Se conheceram em uma sala de reuniões. Trabalhavam há algum tempo no mesmo escritório, mas jamais haviam conversado. O contato se restringia a um "bom dia" ou "boa tarde". Mas naquele dia, ali, na sala de reuniões, estavam lado a lado.

O Tédio foi o fator predominante para o início daquela amizade. Sonolentos e embriagados pela mesmice daquela situação, passaram três horas brincando de jogo da velha, desenhando os participantes e contando piadas. Tudo, através do bloco de anotações que cada um trazia.

Resolveram almoçar juntos. Ela soube que ele era noivo. Ele soube que ela tinha um namorado ciumento. Começaram a falar sobre relacionamentos. Começaram a entender que todos sofriam as mesmas conseqüências por amar. Cada um à sua maneira.

A troca de e-mails entre os dois passou a ser constante. Entre uma pausa e outra no expediente, iam tomar um café, fumar um cigarro e confessar seu dia nesses poucos minutos.

Tornaram-se grandes amigos. Foram cinco anos trabalhando juntos. Nesse tempo, puderam compartilhar o término do namoro de um e de outro, as desilusões amorosas, as angústias, as tristezas, os problemas na família. Sim. Eram agora, grandes amigos de verdade.

Quando ela saiu da empresa, ele foi ao banheiro e chorou um pouco. Ela, deixou pra ele mais que um e-mail de despedida. Deixou o coração em forma de código binário.

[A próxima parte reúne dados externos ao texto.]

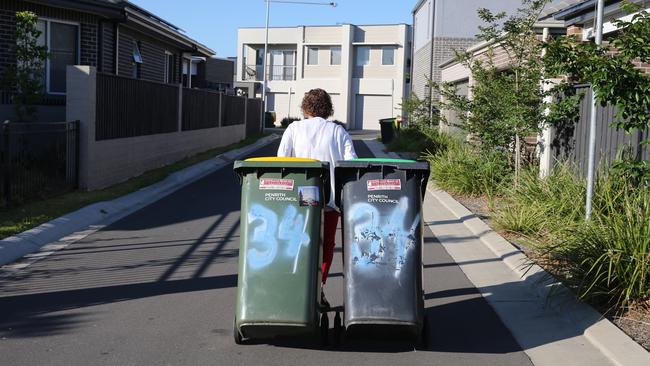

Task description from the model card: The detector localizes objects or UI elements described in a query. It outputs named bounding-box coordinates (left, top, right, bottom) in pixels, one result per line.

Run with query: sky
left=130, top=0, right=410, bottom=57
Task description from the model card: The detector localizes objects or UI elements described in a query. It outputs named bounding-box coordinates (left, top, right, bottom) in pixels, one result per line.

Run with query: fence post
left=1, top=121, right=11, bottom=207
left=244, top=96, right=248, bottom=138
left=176, top=84, right=183, bottom=132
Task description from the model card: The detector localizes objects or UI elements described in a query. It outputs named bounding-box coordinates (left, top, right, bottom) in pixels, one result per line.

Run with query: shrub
left=388, top=126, right=459, bottom=155
left=280, top=117, right=300, bottom=128
left=426, top=141, right=512, bottom=196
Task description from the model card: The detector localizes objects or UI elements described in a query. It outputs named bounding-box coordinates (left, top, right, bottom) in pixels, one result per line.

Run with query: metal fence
left=553, top=85, right=650, bottom=175
left=95, top=74, right=253, bottom=140
left=182, top=88, right=221, bottom=131
left=221, top=95, right=246, bottom=126
left=95, top=74, right=179, bottom=140
left=0, top=121, right=79, bottom=207
left=243, top=65, right=296, bottom=81
left=246, top=99, right=262, bottom=137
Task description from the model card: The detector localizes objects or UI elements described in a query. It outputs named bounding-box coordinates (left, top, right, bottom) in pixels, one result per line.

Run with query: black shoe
left=320, top=288, right=330, bottom=311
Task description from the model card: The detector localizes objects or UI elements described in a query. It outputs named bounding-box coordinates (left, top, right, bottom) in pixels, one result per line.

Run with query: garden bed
left=450, top=193, right=650, bottom=351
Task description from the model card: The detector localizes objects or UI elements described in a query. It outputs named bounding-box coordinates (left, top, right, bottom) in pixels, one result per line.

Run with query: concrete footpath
left=365, top=141, right=650, bottom=366
left=0, top=134, right=280, bottom=277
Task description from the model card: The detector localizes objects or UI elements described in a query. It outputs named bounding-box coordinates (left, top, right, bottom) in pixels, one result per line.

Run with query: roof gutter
left=26, top=0, right=124, bottom=19
left=124, top=8, right=216, bottom=56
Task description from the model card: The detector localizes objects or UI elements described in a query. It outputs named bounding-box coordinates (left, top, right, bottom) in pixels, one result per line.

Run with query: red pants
left=321, top=210, right=341, bottom=283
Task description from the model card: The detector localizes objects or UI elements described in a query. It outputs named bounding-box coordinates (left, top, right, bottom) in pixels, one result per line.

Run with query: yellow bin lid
left=245, top=156, right=319, bottom=163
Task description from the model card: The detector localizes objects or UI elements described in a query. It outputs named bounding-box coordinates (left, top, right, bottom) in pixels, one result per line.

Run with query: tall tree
left=432, top=0, right=548, bottom=182
left=3, top=11, right=47, bottom=121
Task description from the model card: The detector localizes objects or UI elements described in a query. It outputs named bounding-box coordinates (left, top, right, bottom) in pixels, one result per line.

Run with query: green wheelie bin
left=233, top=157, right=330, bottom=344
left=335, top=159, right=429, bottom=341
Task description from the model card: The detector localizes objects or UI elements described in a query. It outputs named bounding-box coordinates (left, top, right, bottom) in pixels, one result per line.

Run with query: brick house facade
left=0, top=0, right=214, bottom=106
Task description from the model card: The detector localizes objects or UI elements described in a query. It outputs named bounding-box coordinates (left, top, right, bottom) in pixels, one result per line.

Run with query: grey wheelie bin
left=233, top=157, right=330, bottom=344
left=335, top=159, right=429, bottom=340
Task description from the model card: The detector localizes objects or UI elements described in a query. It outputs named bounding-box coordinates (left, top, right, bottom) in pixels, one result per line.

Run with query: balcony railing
left=242, top=65, right=296, bottom=81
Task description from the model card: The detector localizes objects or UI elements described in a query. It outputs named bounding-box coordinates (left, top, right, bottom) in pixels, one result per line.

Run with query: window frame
left=37, top=16, right=81, bottom=95
left=354, top=46, right=371, bottom=67
left=330, top=46, right=341, bottom=66
left=307, top=46, right=320, bottom=66
left=381, top=46, right=397, bottom=66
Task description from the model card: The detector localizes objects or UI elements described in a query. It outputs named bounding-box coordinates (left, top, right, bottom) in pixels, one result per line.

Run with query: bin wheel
left=232, top=319, right=244, bottom=344
left=419, top=315, right=429, bottom=349
left=320, top=313, right=330, bottom=346
left=334, top=311, right=343, bottom=345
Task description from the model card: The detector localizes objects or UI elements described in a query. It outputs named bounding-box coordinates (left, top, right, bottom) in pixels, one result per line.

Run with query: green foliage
left=495, top=164, right=585, bottom=239
left=401, top=94, right=440, bottom=128
left=388, top=125, right=457, bottom=155
left=545, top=4, right=650, bottom=139
left=495, top=165, right=650, bottom=306
left=3, top=11, right=47, bottom=121
left=280, top=117, right=300, bottom=128
left=425, top=141, right=512, bottom=196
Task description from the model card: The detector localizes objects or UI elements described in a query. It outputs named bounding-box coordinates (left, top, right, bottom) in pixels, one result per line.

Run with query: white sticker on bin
left=368, top=179, right=402, bottom=191
left=259, top=178, right=293, bottom=191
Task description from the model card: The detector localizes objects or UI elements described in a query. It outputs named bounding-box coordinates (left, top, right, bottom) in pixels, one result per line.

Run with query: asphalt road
left=0, top=141, right=531, bottom=366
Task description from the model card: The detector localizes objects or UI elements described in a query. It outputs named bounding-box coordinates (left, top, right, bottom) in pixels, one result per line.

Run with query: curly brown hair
left=300, top=89, right=334, bottom=119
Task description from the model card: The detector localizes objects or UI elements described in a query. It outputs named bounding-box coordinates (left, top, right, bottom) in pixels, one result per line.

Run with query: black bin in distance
left=379, top=118, right=397, bottom=144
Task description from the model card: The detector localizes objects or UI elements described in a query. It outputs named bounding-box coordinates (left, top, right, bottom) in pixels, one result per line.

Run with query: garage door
left=354, top=94, right=394, bottom=130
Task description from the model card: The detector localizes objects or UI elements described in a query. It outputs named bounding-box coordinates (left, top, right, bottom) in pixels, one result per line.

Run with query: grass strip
left=0, top=135, right=263, bottom=239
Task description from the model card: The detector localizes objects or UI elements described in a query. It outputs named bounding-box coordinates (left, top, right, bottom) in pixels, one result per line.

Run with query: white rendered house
left=236, top=24, right=411, bottom=130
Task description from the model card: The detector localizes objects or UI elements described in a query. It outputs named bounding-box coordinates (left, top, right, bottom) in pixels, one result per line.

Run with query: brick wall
left=411, top=42, right=431, bottom=98
left=79, top=23, right=97, bottom=66
left=101, top=22, right=115, bottom=74
left=0, top=0, right=98, bottom=96
left=432, top=37, right=476, bottom=93
left=66, top=66, right=246, bottom=190
left=0, top=9, right=16, bottom=86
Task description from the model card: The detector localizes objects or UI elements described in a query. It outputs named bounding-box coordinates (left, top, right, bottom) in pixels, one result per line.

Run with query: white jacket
left=278, top=117, right=357, bottom=209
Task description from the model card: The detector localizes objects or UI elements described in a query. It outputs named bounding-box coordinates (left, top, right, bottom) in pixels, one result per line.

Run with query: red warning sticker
left=259, top=178, right=293, bottom=191
left=368, top=179, right=402, bottom=191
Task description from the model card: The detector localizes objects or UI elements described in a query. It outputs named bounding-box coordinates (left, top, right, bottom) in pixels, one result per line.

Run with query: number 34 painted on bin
left=246, top=203, right=310, bottom=273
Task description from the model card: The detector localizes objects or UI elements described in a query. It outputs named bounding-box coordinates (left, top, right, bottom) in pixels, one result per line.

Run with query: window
left=356, top=46, right=370, bottom=66
left=133, top=41, right=142, bottom=79
left=165, top=51, right=175, bottom=84
left=381, top=47, right=395, bottom=65
left=307, top=47, right=318, bottom=65
left=37, top=19, right=79, bottom=94
left=330, top=47, right=341, bottom=65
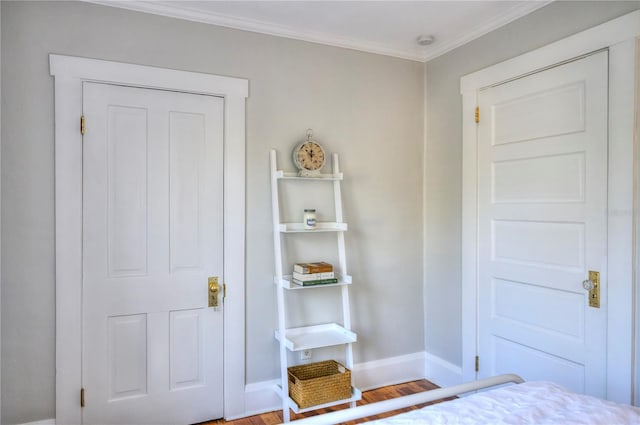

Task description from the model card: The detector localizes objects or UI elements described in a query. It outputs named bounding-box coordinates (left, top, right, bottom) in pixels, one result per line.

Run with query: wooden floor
left=201, top=379, right=438, bottom=425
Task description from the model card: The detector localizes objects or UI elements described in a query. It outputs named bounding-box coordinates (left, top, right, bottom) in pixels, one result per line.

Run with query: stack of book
left=292, top=261, right=338, bottom=286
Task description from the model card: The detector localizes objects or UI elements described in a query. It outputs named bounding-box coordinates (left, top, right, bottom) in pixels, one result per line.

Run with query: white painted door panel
left=82, top=83, right=223, bottom=424
left=478, top=52, right=608, bottom=397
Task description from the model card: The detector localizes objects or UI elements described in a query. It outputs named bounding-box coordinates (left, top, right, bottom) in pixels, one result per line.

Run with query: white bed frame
left=290, top=374, right=524, bottom=425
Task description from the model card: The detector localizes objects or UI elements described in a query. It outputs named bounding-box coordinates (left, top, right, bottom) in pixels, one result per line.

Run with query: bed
left=291, top=375, right=640, bottom=425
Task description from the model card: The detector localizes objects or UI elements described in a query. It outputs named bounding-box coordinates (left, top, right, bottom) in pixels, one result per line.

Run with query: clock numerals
left=294, top=141, right=325, bottom=172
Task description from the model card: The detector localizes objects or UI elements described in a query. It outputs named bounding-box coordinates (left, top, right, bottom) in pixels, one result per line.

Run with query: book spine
left=293, top=272, right=336, bottom=281
left=293, top=264, right=333, bottom=274
left=293, top=278, right=338, bottom=286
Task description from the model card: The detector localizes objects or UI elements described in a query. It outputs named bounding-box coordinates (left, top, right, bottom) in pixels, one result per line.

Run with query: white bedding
left=364, top=382, right=640, bottom=425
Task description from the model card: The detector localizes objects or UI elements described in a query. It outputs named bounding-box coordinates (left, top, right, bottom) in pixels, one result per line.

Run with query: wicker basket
left=287, top=360, right=351, bottom=409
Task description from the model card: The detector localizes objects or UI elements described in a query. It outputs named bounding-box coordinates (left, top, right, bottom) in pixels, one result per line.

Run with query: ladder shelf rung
left=275, top=323, right=358, bottom=351
left=276, top=170, right=343, bottom=181
left=276, top=384, right=362, bottom=413
left=279, top=222, right=348, bottom=233
left=273, top=273, right=353, bottom=290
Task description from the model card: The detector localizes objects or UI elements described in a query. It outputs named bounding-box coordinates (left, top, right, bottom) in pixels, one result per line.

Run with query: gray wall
left=1, top=1, right=424, bottom=424
left=424, top=1, right=640, bottom=366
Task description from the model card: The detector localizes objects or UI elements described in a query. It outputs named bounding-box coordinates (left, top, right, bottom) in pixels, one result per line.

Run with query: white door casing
left=460, top=11, right=640, bottom=403
left=82, top=82, right=224, bottom=424
left=50, top=55, right=248, bottom=423
left=478, top=51, right=608, bottom=397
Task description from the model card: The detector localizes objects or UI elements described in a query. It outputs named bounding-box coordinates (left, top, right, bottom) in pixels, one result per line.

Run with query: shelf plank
left=276, top=170, right=343, bottom=181
left=275, top=323, right=358, bottom=351
left=276, top=384, right=362, bottom=413
left=279, top=222, right=347, bottom=233
left=273, top=273, right=353, bottom=290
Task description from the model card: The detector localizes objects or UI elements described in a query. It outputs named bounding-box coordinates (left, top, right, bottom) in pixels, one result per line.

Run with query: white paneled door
left=478, top=52, right=608, bottom=397
left=82, top=83, right=224, bottom=424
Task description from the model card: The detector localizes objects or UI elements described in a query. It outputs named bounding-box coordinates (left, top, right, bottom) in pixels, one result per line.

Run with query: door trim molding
left=49, top=54, right=248, bottom=424
left=460, top=11, right=640, bottom=403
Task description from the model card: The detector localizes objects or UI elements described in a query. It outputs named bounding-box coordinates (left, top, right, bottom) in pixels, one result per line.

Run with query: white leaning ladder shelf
left=270, top=150, right=362, bottom=422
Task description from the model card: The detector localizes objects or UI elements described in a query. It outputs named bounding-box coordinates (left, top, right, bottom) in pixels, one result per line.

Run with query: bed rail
left=290, top=374, right=524, bottom=425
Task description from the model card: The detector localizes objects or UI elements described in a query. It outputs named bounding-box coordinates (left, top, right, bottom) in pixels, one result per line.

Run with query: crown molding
left=422, top=0, right=555, bottom=62
left=85, top=0, right=553, bottom=62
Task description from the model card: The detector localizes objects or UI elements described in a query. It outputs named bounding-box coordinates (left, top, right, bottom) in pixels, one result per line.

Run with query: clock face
left=293, top=141, right=325, bottom=171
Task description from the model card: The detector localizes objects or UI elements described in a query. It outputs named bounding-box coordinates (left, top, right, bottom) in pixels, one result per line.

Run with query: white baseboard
left=238, top=379, right=282, bottom=421
left=240, top=352, right=425, bottom=420
left=21, top=352, right=456, bottom=425
left=424, top=353, right=463, bottom=387
left=353, top=352, right=425, bottom=390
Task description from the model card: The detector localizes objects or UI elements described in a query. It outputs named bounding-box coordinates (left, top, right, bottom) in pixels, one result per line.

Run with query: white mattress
left=371, top=382, right=640, bottom=425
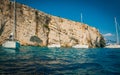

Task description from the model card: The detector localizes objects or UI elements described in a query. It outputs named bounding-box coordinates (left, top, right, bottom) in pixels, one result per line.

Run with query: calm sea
left=0, top=46, right=120, bottom=75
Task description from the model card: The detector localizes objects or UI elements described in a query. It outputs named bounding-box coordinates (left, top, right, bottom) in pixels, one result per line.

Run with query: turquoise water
left=0, top=46, right=120, bottom=75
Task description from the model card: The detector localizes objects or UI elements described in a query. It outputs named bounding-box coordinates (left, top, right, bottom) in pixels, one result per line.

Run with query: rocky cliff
left=0, top=0, right=105, bottom=47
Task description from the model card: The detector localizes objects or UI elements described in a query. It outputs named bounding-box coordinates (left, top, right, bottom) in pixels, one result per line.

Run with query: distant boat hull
left=2, top=41, right=20, bottom=49
left=48, top=44, right=61, bottom=48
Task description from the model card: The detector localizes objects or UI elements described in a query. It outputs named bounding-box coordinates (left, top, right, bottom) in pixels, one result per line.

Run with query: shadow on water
left=0, top=46, right=120, bottom=75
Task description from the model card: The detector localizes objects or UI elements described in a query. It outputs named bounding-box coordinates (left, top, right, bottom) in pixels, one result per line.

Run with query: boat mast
left=12, top=0, right=16, bottom=40
left=80, top=13, right=83, bottom=23
left=115, top=17, right=119, bottom=44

Continuaram se falando, continuaram saindo juntos para tomar cerveja, continuaram compartilhando suas descobertas e desilusões. Ele dava conselhos duros e ela também. Mas também faziam carinho um ao outro, em forma de palavras.

Dez anos se passaram e ainda eram amigos. Um dia, numa conversa de mesa de bar, ela lhe revelou que queria muito um filho. E que queria que ele fosse o pai. Não por estar apaixonada por ele ou coisa do tipo. Ela já tinha pouco mais de 30 anos e ainda não havia encontrado alguém que realmente pudesse amá-la. Ele também era um grande boêmio e se envolvia com garotas aqui e ali, mas nada sério.

A princípio ele ficou assustado, mas ela disse que queria apenas realizar o sonho de ser mãe. E se fosse esperar o cara certo, provavelmente, chegaria na menopausa e ainda assim, não teria um bebê. Ele, pensou na própria vida e percebeu também que já chegara aos trinta anos e ainda não tinha um rumo certo a seguir. Também queria ser pai, mas não acreditava que nenhuma das mulheres com quem saía, poderia ter o papel de mãe de seu filho.

Gostou da idéia. Ela, era uma pessoa que adorava, que amava como uma irmã. Disse que sim e se abraçaram, felizes em saber que fariam agora, algo que realmente ia valer a pena.

Mas então surgiu o problema: eram amigos demais para realizarem o ato sexual. Ela já dava risadas só de pensar. Ele, sentia que não teria condições psicológicas sequer de ficar no estado que permitiria a cópula.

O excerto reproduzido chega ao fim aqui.